What is on your list of requirement? Try them. But if you don't get them all down, or if they don't turn out right--let's say you burned the cookies or your cat destroyed the tree or your best friend didn't like their present, or even if you lost someone you loved--that was Christmas. And it is special, and meaningful, because it is. And if anything really off-the-chart nuts happens it will make a great story later. That's one of life's great pay-offs. Present suffering can make future merriment. If you tell the stories the right way.

This year, Christmas was relatively conventional for me. I didn't have my wife with me on Christmas
Eve because she is working nights, and I'm not being invited to play as many Christmas programs as I used to because I'm still somewhat new in town and it's hard to break in.
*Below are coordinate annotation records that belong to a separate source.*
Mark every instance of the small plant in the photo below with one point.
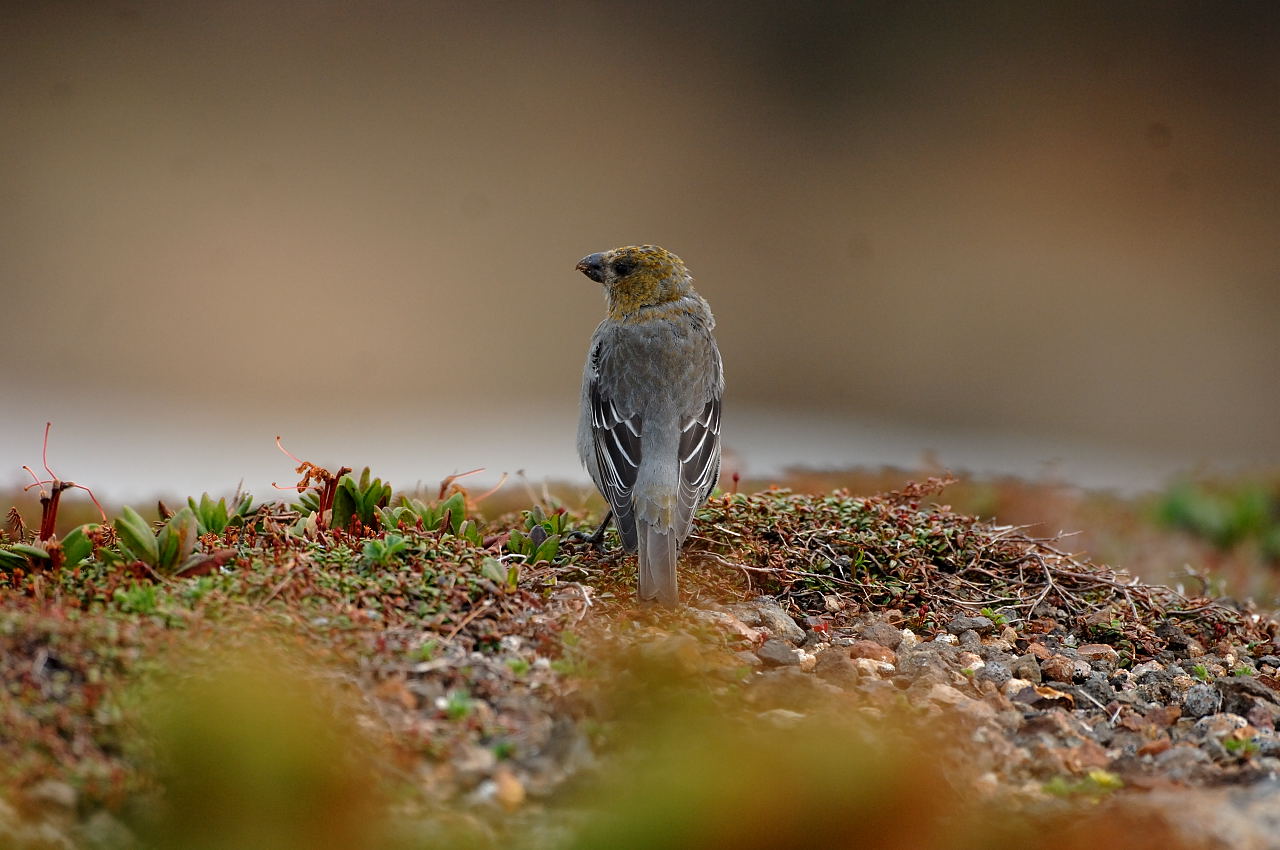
(506, 576)
(138, 598)
(167, 551)
(458, 704)
(318, 485)
(359, 501)
(446, 515)
(542, 535)
(384, 552)
(1225, 515)
(1240, 746)
(425, 650)
(214, 517)
(1095, 784)
(71, 551)
(995, 616)
(50, 499)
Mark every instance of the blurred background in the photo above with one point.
(1032, 238)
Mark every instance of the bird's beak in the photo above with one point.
(593, 266)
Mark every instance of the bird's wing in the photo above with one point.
(617, 452)
(699, 462)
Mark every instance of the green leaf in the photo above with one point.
(456, 506)
(494, 571)
(344, 503)
(10, 560)
(519, 542)
(77, 545)
(136, 538)
(547, 551)
(177, 540)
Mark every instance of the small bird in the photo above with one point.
(649, 426)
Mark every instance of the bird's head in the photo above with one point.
(636, 277)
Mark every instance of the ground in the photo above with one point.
(848, 670)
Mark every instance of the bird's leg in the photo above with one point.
(597, 538)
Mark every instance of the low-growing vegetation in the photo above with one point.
(366, 668)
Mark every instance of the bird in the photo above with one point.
(649, 428)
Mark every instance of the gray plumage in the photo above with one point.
(649, 426)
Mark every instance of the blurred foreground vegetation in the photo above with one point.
(362, 670)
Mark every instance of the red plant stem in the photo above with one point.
(49, 508)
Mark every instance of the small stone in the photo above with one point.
(1027, 667)
(995, 672)
(1217, 726)
(946, 695)
(778, 653)
(1059, 668)
(1015, 686)
(778, 621)
(872, 649)
(959, 625)
(472, 763)
(1038, 650)
(882, 634)
(835, 666)
(1201, 700)
(510, 791)
(1102, 653)
(728, 624)
(874, 668)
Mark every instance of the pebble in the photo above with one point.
(872, 649)
(768, 615)
(1027, 667)
(995, 672)
(836, 667)
(1201, 700)
(882, 634)
(777, 653)
(959, 625)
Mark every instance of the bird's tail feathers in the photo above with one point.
(657, 558)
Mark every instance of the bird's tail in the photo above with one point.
(657, 558)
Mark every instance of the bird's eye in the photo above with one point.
(624, 266)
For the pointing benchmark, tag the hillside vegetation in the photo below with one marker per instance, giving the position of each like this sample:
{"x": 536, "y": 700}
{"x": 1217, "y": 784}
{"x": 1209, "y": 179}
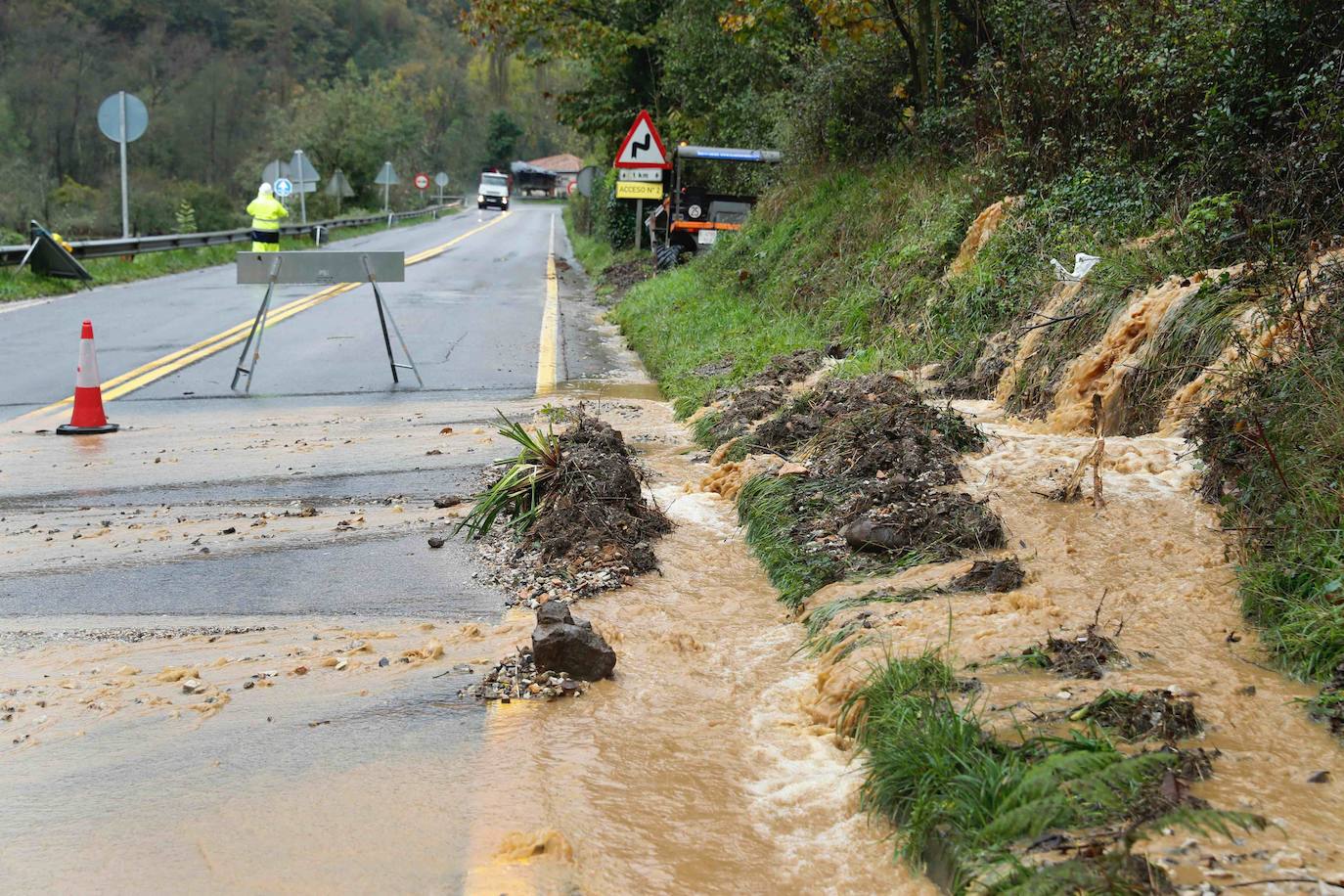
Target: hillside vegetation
{"x": 232, "y": 85}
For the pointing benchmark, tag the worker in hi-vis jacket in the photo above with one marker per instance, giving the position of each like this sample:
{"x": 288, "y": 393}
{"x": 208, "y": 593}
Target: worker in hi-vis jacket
{"x": 266, "y": 212}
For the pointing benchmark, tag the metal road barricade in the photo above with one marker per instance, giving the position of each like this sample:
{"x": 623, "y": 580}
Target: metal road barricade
{"x": 328, "y": 269}
{"x": 164, "y": 242}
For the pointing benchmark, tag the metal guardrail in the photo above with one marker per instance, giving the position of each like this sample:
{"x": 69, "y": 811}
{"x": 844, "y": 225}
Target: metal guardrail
{"x": 164, "y": 242}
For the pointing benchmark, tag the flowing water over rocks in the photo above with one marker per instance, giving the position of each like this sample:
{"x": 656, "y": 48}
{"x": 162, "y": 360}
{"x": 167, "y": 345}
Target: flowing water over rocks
{"x": 695, "y": 769}
{"x": 1154, "y": 559}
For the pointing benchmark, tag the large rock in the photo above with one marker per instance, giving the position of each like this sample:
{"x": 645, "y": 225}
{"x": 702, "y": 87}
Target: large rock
{"x": 562, "y": 644}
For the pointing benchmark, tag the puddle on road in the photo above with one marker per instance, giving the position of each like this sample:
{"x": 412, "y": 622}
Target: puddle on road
{"x": 348, "y": 776}
{"x": 695, "y": 770}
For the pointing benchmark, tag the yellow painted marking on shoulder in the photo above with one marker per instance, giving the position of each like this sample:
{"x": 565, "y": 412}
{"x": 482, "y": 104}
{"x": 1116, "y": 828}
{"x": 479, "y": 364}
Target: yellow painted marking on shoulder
{"x": 546, "y": 357}
{"x": 146, "y": 374}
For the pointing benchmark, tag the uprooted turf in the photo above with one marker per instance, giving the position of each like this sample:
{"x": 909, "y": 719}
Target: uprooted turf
{"x": 995, "y": 817}
{"x": 874, "y": 500}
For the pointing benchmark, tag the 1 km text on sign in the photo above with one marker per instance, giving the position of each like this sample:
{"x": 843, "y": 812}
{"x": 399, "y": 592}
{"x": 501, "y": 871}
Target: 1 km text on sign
{"x": 635, "y": 190}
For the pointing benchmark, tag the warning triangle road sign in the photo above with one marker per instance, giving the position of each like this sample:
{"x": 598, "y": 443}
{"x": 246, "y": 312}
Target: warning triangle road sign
{"x": 643, "y": 147}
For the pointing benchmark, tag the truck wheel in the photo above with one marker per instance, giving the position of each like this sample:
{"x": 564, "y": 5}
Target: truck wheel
{"x": 668, "y": 256}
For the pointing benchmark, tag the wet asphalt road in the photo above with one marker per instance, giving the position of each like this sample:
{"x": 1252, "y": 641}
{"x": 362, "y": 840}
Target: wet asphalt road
{"x": 305, "y": 788}
{"x": 470, "y": 319}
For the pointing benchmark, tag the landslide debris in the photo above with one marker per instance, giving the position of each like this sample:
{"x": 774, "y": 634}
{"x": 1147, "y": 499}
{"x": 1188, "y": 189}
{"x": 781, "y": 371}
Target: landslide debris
{"x": 1157, "y": 715}
{"x": 1038, "y": 812}
{"x": 1084, "y": 655}
{"x": 996, "y": 576}
{"x": 574, "y": 500}
{"x": 564, "y": 644}
{"x": 733, "y": 410}
{"x": 866, "y": 485}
But I did participate in a wonderful Christmas Candlelight concert with my friend Tim at the Methodist church and there were some really nice cookies afterward. I had just enough raisin wine at another party to get a throbbing Christmas headache, and we finally got to sing most (but not all) of the important Christmas carols at my church.

It was different. By the old standards it may have been missing something. But it was Christmas. It wasn't like any of the others. But it was.

If you feel like you missed yours already, I can offer you this: Christmas in January. Or February. It can happen whenever it wants to. I used to celebrate late so I could enjoy the relaxation of it after a schedule of concerts, rehearsals, and services all month. And if you still don't feel it, maybe that's because you gave yours to somebody else who needed it very much and they are thanking God for you right now and you may never know that. Christmas has a funny way of leaking all over the place. It often doesn't do what we expect. And it may not appear in a welcome form, at least at the time.

But Christmas comes anyway. Recognizing it when it comes, and how it comes, brings joy in its wake.